Force 3: Organizational Culture
Organizational culture can have a significant impact on the security program. A shift in executive leadership or board often changes the organization’s risk appetite and priority of the security program. Most boards are now requiring a minimum report to the full board and quarterly report to the audit subcommittee of the board.
Impact of the Pandemic
The most significant change we have seen in changing organizational cultures is the rise of the remote worker amid the COVID-19 pandemic. Whilst traditional organizations prefer to see people in the office and collaborate face-to-face, the goal for most employees is to be flexible in their working environment. Pandemic planning aside, most workers will choose their employer and ask questions at the interview stage on this flexibility to ensure they have the best work-life balance. In addition, the next-generation workforce will demand this level of flexibility. With concerns over health, rising house prices, the increasing cost of affordable housing near workplaces, and the costs of travel assessed against salary, most workers will need this flexibility. As organizations reimagine their strategies, understanding their mobilization of the workforce will be critical. The mentality of work from anywhere, at any time, from any device, access any application, and share any information, is supportive of this cultural change. This shift away from the traditional office is evident in most industry sectors today.

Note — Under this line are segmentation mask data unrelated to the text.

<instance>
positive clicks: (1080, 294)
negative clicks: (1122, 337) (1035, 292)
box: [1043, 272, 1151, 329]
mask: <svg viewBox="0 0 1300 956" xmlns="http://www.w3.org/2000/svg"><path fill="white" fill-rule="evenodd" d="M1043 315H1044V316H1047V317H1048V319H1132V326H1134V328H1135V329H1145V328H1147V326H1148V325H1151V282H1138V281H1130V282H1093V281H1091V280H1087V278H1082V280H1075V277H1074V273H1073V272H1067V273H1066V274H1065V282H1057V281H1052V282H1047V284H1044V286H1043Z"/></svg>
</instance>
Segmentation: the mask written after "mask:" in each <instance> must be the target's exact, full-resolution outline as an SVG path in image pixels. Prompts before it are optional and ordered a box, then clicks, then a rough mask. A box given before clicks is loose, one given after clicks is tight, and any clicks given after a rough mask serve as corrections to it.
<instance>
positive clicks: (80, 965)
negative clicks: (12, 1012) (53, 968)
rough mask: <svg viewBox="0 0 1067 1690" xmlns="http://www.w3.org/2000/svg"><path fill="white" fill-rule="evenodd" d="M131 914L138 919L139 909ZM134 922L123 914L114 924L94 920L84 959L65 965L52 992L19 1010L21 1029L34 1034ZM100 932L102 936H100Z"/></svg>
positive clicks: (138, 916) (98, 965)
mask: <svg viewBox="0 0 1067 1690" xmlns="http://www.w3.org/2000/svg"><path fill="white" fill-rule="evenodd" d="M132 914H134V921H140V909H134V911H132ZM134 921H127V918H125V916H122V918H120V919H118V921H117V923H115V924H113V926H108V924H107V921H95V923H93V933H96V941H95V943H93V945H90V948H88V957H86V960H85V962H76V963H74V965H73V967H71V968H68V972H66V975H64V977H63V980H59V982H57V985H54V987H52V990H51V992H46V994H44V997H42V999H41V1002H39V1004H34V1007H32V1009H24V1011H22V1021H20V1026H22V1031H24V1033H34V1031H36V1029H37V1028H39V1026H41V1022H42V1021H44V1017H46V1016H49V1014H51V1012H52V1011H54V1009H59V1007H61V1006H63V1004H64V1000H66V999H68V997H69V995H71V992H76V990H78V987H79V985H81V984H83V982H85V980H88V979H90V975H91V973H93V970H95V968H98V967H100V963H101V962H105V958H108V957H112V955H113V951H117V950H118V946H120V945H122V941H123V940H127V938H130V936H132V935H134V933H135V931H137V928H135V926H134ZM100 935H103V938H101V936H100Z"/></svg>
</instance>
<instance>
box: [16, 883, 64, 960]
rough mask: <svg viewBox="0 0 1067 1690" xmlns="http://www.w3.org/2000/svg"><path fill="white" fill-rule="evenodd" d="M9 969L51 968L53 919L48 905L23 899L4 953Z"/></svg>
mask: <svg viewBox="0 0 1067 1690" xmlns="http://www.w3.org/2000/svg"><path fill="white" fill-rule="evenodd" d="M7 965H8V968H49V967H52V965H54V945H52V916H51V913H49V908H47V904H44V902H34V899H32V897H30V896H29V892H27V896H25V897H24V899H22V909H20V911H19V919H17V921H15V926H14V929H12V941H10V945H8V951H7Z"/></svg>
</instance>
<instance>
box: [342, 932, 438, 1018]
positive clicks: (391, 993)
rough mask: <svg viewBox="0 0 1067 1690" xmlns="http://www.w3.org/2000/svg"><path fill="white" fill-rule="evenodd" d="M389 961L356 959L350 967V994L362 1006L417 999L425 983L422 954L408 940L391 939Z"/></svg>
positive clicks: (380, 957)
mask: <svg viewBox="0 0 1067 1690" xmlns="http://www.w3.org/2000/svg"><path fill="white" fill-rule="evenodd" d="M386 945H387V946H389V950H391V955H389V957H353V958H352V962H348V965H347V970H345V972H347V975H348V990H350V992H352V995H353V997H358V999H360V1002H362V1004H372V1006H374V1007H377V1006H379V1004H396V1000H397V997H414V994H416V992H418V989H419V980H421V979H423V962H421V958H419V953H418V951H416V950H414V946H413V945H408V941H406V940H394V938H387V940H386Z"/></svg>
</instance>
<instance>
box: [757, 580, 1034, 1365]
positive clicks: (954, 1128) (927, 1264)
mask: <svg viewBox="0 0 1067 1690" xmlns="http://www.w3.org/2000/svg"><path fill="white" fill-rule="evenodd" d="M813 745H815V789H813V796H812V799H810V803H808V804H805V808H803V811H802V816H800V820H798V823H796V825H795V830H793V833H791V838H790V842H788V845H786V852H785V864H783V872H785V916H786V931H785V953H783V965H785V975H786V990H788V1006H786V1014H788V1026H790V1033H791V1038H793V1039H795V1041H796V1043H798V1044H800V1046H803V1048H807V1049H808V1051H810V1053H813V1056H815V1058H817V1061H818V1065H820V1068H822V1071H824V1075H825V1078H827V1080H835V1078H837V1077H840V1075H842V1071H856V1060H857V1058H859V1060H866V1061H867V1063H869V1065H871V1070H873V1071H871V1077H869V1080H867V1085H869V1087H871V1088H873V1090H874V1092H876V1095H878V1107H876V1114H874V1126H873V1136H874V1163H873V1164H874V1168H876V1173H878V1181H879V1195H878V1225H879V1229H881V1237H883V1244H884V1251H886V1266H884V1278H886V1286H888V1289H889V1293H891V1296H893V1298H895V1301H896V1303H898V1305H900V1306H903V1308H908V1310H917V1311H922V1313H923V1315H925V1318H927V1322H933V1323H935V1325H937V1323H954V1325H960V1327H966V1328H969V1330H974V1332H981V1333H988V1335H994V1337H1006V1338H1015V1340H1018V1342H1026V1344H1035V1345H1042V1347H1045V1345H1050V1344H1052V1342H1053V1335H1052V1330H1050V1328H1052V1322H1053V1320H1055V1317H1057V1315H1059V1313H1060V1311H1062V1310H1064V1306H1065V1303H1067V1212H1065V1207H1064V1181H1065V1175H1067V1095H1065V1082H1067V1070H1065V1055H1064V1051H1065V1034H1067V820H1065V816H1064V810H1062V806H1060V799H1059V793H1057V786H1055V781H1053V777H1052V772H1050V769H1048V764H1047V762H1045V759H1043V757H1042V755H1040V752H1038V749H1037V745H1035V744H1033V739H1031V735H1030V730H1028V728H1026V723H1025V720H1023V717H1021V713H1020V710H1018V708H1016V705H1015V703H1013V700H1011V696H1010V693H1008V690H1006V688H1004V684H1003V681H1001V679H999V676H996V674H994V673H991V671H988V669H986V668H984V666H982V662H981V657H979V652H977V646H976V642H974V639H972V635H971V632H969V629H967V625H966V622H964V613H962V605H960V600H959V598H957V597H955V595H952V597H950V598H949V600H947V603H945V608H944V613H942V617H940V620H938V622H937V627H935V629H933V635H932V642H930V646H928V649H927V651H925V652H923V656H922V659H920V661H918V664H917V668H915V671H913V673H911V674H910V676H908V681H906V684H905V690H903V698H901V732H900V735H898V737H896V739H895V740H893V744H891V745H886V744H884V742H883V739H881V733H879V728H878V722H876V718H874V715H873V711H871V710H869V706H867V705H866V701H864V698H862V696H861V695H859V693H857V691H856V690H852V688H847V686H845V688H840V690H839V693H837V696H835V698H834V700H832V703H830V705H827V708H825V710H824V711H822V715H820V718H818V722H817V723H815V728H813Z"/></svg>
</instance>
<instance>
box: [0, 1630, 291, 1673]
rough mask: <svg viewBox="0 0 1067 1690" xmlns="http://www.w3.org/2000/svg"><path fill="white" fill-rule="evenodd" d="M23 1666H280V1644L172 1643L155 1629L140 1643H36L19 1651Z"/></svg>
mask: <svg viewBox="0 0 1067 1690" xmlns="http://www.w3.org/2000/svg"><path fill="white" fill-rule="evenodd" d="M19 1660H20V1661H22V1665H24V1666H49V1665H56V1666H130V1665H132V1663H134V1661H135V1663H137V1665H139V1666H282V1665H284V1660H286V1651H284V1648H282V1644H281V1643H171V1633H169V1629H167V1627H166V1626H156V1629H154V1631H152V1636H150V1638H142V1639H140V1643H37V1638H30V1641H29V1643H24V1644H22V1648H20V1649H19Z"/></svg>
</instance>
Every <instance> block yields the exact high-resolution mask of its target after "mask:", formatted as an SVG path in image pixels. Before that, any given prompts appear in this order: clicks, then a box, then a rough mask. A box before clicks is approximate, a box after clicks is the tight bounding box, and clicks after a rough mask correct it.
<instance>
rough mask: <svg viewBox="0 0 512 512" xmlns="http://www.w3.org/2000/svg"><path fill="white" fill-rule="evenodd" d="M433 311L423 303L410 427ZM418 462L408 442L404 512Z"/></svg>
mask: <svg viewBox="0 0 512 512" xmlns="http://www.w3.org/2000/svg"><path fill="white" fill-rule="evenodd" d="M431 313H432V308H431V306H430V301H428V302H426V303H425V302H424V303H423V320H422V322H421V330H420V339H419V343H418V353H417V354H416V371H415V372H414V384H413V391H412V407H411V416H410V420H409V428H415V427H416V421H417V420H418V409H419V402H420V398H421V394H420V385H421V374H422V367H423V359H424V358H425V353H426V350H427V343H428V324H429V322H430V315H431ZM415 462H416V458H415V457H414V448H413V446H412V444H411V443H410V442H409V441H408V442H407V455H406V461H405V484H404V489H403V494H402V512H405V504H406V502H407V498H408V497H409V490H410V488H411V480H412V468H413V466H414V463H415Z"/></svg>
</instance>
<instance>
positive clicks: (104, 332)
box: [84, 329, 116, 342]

Organizations Risk Appetite
With a flexible and innovative workforce, there also comes a shift in an organization’s risk appetite. So, how is that changing? Risk management was traditionally used to block high-risk activities and maintain alignment with company and security policy. It was a simple binary approach that most employees understood. However, as organizations become more complex in the offering of their goods and services through digital transformation that involves complex supply chains, these simple approaches no longer scale. New risks need to be identified based on behavior specifically on the most critical asset an organization has: its data. As more risk management programs become data-centric, so must their measurements on the likelihood and impact of these risks. Organizations today have become more open and willing to take new risks that, when managed appropriately, can increase their revenues.
Changes in Financial Policy
Chief Financial Officers are looking closely at the savings they can realize moving away from capital investments and moving to subscription-based contracts. Investment in technology is no longer a barrier with cloud services on a pay-as-you-innovate model. However, some industries such as critical national infrastructure (CNI) may still have a risk-averse culture and a more restrictive security strategy that is appropriate. Generally, this is where today’s CISO must be able to adjust to new technologies, new controls, more open policies that allow for a more open and collaborative culture to excel.